Er räusperte sich vernehmlich.
„Darf man fragen, wer dieser Drake ist?“, versuchte er die beiden Eheleute auf seine Anwesenheit aufmerksam zu machen. Der Gefangene warf ihm einen irritierten Blick zu.
„Ignorier’ ihn einfach“, riet seine Anvertraute ihm säuerlich.
Hades runzelte die Stirn. So einfach ließ er sich nicht übergehen.
„Wusstet Ihr, dass Eure Frau eine Heiratsschwindlerin ist?“, schlug er zurück. Zu seinem Erstaunen schien die Frage den Eingekerkerten zu amüsieren.
„Ja, ist mir bekannt“, sagte er ungerührt. „Aber woher wisst Ihr das? Winter, ist er etwa einer deiner…?“
“Nein!“, schnappte Winter. „Sein Name ist Hades. Er verfolgt mich schon den ganzen Abend.“
Dorien rückte so nahe an Winter heran, dass die Wache misstrauisch einen Schritt nach vorne machte.
„Vertraust du ihm?“, flüsterte er, doch Hades hatte gute Ohren.
Winter zuckte mit den Schultern. „Ich denke jedenfalls nicht, dass er für Drake arbeitet. Dazu ist er zu… direkt.“
Der Eingekerkerter nickte unschlüssig.
„Hilf mir“, bat er sie ernst. „Finde heraus, warum Emmet sterben musste. Er war ein Harfneragent. Er hatte viele Feinde und einer davon hat ihm Drake auf den Hals gehetzt. Ich würde diesem Halunken nur ungern die Genugtuung verschaffen, mich für den Mord an einem Freund hängen zu sehen.“
„Ich hol’ dich hier raus“, versprach Winter.
„Und noch etwas.“ Der Blick des Gefangenen glitt besorgt über Winters Gesicht. „Scarlet… Ich weiß sie nur ungern in der Stadt, solange Drake hier ist. Dasselbe gilt für meine Eltern. Du weißt ja, was er Kaliths Familie angetan hat.“
„Ich bringe alle zu Grimwardt in die Abtei.“
„Danke.“ Dorien lächelte. „Abgesehen von der Tatsache, dass ich unsere Hochzeitsnacht im Kerker verbracht habe, war das, wie ich finde, ein durchaus gelungener Hochzeitstag.“
Winter erwiderte sein Lächeln und drückte seine Hand fester.

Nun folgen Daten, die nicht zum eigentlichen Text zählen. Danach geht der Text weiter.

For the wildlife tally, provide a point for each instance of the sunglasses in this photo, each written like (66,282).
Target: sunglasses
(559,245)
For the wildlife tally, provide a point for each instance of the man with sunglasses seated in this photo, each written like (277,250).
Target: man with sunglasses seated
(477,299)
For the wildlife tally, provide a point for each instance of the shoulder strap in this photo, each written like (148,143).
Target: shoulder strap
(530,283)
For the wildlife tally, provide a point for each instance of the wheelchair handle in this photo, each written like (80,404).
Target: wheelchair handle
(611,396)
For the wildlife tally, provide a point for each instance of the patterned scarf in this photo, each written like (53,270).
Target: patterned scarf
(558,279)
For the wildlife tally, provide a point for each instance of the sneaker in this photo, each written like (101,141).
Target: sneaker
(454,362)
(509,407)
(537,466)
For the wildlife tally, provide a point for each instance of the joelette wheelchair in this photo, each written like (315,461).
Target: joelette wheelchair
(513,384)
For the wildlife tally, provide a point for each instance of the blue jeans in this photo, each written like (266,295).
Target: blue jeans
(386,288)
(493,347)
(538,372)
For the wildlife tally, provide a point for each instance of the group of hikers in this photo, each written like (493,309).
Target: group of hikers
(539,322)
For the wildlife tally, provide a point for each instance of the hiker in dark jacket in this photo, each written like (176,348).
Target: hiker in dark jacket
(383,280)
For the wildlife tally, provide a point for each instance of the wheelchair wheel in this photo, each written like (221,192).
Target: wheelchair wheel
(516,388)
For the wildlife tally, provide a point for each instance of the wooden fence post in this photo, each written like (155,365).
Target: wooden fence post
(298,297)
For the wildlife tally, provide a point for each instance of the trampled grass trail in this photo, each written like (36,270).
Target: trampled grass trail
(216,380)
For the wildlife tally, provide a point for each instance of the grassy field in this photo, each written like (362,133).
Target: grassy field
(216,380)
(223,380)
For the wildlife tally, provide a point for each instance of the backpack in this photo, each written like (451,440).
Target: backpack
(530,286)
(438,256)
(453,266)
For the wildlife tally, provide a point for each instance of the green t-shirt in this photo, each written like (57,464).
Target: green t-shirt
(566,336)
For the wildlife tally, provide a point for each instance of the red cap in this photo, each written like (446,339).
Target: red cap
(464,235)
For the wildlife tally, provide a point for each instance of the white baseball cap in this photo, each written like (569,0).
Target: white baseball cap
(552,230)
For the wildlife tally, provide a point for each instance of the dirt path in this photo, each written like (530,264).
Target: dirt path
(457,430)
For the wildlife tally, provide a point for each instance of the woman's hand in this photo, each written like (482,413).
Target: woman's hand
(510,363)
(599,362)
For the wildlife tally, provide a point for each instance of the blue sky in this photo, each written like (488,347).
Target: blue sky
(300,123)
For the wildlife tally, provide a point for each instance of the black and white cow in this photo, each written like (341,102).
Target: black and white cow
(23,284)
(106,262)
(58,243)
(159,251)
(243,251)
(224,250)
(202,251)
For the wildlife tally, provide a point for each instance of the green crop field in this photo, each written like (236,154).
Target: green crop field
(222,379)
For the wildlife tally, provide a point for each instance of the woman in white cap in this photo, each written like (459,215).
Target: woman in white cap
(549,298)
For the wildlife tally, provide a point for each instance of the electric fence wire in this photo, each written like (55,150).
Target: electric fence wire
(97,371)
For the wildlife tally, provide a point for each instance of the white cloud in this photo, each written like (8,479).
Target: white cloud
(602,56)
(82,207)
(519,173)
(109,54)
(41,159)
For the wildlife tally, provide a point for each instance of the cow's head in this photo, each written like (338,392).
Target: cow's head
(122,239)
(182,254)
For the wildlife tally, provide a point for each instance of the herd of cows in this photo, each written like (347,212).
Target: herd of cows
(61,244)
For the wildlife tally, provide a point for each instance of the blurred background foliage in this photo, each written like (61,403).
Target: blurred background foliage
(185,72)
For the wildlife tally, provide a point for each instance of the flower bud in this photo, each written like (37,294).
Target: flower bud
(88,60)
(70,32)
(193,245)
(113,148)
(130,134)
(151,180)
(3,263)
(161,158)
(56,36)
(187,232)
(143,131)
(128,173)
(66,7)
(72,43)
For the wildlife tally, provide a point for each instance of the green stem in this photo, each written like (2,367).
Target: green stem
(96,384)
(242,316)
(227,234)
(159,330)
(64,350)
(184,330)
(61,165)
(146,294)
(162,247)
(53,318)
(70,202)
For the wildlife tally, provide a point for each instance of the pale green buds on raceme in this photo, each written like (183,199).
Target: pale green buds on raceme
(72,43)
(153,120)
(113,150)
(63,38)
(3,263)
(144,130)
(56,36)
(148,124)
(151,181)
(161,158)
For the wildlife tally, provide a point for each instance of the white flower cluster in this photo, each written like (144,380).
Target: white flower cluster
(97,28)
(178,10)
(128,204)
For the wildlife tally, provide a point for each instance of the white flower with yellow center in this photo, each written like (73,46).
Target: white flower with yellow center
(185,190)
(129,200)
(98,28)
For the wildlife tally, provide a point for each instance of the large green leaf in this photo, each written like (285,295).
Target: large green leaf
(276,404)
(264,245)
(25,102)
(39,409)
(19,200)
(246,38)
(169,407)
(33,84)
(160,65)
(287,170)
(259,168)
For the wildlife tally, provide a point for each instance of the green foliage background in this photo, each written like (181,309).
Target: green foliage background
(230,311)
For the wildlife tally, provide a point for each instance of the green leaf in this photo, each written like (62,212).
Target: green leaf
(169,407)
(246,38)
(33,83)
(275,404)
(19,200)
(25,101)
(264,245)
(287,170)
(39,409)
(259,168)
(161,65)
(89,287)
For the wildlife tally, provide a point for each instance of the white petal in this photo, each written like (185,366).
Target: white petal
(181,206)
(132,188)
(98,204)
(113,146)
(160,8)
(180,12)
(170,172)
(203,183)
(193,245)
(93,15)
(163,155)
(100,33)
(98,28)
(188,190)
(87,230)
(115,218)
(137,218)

„Aha“, beobachtete Hades mit detektivischer Nüchternheit. „Also liebt ihr euch tatsächlich.“
Das Lächeln auf den Gesichtern der beiden gefror synchron, als sie sich umwandten, um Hades auf die Unangebrachtheit seiner Bemerkung hinzuweisen.
Grimwardt
Abtei des Schwertes, im Morgengrauen
Es war soweit. Sie griffen an.
Die nächtliche Verfolgung des Raben war wie erwartet erfolglos geblieben. Nach nur ein paar Stunden Schlaf war Grimwardt zum Morgengebet erwacht. Er hatte sich gerade vor den kleinen Schrein in seinem Zimmer gekniet, als eine Wache herein gestürzt kam, um eine feindliche Teleportation in den Innenhof der Abtei zu melden. Der Kriegspriester ließ sich hastig Rüstung und Wehrgehänge anlegen und eilte durch eine Seitentür auf den Wehrgang. Das Bild, das sich ihm bot, ließ ihn so abrupt abbremsen, dass der Bote, der ihm gefolgt war, mit seinem Rücken kollidierte.
Eine Gruppe von fünf Leuten harrte, umringt von einem Trupp Speerkämpfer, im Hof der Abtei. Winters rote Mähne leuchtete im Licht der aufgehenden Sonne. An der Hand hielt sie ihre schlaftrunkene Tochter, die verunsichert zu einem breitschultrigen Riesen von Kelemvor-Priester aufblickte, der schützend sein Schwert erhoben hatte. Eine kleine, alte Dame mit krausem braun-grauem Haar und ein hoch gewachsener Nordmann standen eng umschlungen beieinander. Sie alle waren mit Taschen und Beuteln beladen. Die Krönung aber bildete ein Wurf kleiner Katzen, die miauend umhertapsten und neugierig die Spitzen der auf sie gerichteten Speere beschnupperten.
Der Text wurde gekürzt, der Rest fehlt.